Recession no damper on Americans' vacation travel plans
The recession is apparently not deflecting consumers' vacation travel plans this year, according to findings from a national study conducted recently by a research team led by Nancy McGehee, associate professor of hospitality and tourism management at Virginia Tech's Pamplin College of Business.
Survey respondents were asked how the current economic situation might affect their likelihood to travel for pleasure in general this year. Nearly half — 49.4 percent — reported that the economy would have no impact, while 35 percent indicated they would be less likely to travel. The remainder — more than 15 percent — reported that they would be more likely to travel.

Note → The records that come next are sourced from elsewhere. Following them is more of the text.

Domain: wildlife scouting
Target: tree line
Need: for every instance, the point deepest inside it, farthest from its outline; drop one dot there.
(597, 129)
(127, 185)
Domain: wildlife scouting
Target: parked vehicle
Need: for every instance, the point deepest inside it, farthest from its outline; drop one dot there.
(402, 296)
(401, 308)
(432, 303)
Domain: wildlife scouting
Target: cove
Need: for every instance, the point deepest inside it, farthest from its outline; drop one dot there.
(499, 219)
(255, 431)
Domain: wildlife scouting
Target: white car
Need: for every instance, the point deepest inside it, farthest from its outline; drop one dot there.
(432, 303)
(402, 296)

“An interesting trend seemed to emerge,” McGehee said, when respondents were asked why. “Those who reported no impact explained that their travel experiences were very important to them, and many other luxuries would be foregone before they would give up those plans. Of those who reported that they were more likely to travel, several indicated that they were on fixed incomes and that low gas prices and bargains currently available in the travel industry were to their benefit.”

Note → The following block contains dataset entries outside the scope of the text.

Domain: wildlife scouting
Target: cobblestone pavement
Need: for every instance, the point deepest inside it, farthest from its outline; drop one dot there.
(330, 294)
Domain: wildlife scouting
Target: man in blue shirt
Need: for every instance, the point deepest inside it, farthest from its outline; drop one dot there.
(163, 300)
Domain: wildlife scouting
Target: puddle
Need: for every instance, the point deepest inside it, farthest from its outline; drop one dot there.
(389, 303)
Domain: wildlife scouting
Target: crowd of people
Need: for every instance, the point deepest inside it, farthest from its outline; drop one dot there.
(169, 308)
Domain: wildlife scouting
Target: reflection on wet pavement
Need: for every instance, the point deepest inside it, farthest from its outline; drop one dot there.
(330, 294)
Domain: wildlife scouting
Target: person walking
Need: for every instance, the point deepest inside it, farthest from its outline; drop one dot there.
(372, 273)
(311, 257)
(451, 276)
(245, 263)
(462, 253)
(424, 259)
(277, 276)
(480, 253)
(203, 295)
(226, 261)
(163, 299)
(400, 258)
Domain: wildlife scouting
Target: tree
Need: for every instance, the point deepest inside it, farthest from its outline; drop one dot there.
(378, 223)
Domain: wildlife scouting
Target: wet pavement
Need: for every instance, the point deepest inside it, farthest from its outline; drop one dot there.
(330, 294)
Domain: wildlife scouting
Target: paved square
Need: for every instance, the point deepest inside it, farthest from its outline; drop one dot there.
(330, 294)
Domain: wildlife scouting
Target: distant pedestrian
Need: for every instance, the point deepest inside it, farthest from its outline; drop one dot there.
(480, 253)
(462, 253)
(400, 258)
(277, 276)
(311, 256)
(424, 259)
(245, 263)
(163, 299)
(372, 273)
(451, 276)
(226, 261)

Respondents who indicated no change in their travel plans were evenly split along gender lines, she said. “However, many more women than men — 58 percent women versus 42 percent men — reported that they would be less likely to travel due the economy.” The survey was sent to 2,500 people in 48 states. Responses were received from more than 800 people in 44 states, resulting in a 32 percent response rate.

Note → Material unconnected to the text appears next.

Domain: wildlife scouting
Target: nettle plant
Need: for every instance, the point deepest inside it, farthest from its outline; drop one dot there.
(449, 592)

The travel survey is part of a larger study on sustainable tourism that McGehee and her fellow researchers are conducting for the National Park Service. McGehee’s co-researchers on the project are John McGee, a geospatial extension specialist at Virginia Tech’s Department of Forest Resources and Environmental Conservation, and Jeff Hallo, Cari Goetcheus, and William Norman, all of Clemson University. "This has been a collaborative project," McGee noted, "involving tourists, community members, government officials, educators, researchers, and other stakeholders."